И вот однажды она пришла ко мне посреди ночи, ненадолго оставив гостей. Голос её, уже почти забытый мною, был тих и спокоен, обычно блуждающие глаза против обыкновения сейчас касались моего лица. В ту ночь она рассказала мне, что я буду жить вечно, если услышу песни мёртвых, песни, которые нашептывают им Боги, звуки этих песен ласкают траву и ветви деревьев, вызывая ветер, и, слыша их печальный мотив, сюда возвращается осень. «Ты должен услышать их» – она торопила меня, а гости тем временем нетерпеливо ждали её возвращения. «Что я должен делать, мама?» -«Я буду шаг за шагом целовать землю, куда будут становиться твои ноги» – обещала она мне. «Но, прежде всего ты должен прийти туда, где Боги собирают их в хор».

«Люди должны видеть твои глаза, глядя тебе вслед, чтобы забыть дорогу, которой идёшь ты» – и, выйдя на улицу, я шел по ней спиною вперёд. Старики зло каркали мне в лицо, ставшее моею спиною, когда я проходил мимо них. Некоторые пытались прикоснуться ко мне, но слепо хватали сухими ладонями воздух там, где меня уже не было, а те, кому удавалось ухватиться за мой взгляд, наполняли оттуда свои глаза решимой отчаянностью настолько, что головы их клонило к земле, как ветви деревьев опускаются вниз под тяжестью снега. А ветер, несущий осень по течению звуков, направлял мои шаги и вёл меня с собою, словно ребёнка.

«Среди всех дорог есть всего одна, и, подчинившись ей, ты будешь двигаться вместе с нею» – слышал я голос матери, и когда ноги мои обняла река, я лёг в воду и доверился её течению, затворив глаза. Когда голова моя коснулась твёрдой земли, я уже знал, что это место – первый источник, где осень умывается с дороги, готовая расположиться надолго. Место, где жизнь слилась со смертью так тесно, что ничего не может их разделить, так же, как когда-то сны мои без остатка влились в явь, и ночи безвыходно заблудились в днях.

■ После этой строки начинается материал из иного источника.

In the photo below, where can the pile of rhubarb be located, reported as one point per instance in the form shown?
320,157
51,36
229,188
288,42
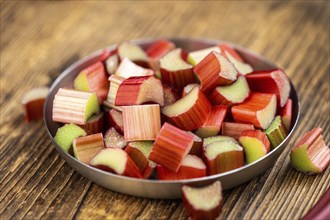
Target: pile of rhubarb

«Ты услышишь их песни тогда, когда возьмёшь в свои ладони их трепещущие руки» – и я сел среди камней, и руки мои были ветвями голодного, навсегда успокоившегося дерева, а кровь загустела внутри, превратившись в смолу. Птицы питались моею плотью, пока горечь не стала просачивать их насквозь, высыхая разводами соли на кончиках перьев. Тогда они оставили меня, но уже время водою запрудило мои карманы, ветер гулял во мне, словно в доме, где окна распахнуты настежь, а глаза стали одними из многих глаз земли, рождающей облака и истекающей ручьями.

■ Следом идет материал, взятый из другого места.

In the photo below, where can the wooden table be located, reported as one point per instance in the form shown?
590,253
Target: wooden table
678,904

«Для того чтобы слышать небо, ты должен стать землёю» – шептала мать мне прямо в сердце, и я ел землю, как хлеб, жадно разжевывая каждый комочек её плоти. И когда мои глаза и кожа приобрели цвет этой земли, волосы на голове и теле превратились в зелёную траву, а мысли стали её голосом. И птицы снова спустились ко мне, находя и выклёвывая насекомых, нашедших себе убежище между стеблей. Но мать моя приказала мне слушать землю, и я забил свои уши грязью так, что перестал слышать себя и забыл своё имя, и птицы, не выдержав моего глухого молчания, покинули меня и улетели на другой берег.

«Последняя птица бьётся в тебе, заглушая ночь» – объяснила мне мать тишину, и я выкопал яму на берегу, лёг в её влажный рот и заснул, впервые за тысячу лет. Сон мой был краток, как жизнь, и так же бесконечен, но когда я проснулся, голубя, который мгновение назад бился внутри меня, уже не было. И, оглянувшись, я увидел, что ветви деревьев стали корнями, а корни тянутся в небо, прорастая листьями. И тишина в моей голове поёт, словно радуга, переливаясь невиданными ранее звуками, и трава, прорастающая сквозь меня, растёт вместе с солнцем, а сам я перестал видеть себя, потому что всё вокруг умирает и рождается лицами моих мыслей. И я уже всегда сижу на этом берегу, невидимый миру, всплывающему на поверхность моих зрачков стремительной пеной, и я – часть того, где давным-давно разглядывал из одного конца другое начало незнакомой кривой улицы, а теперь называю трепещущим словом «вечность».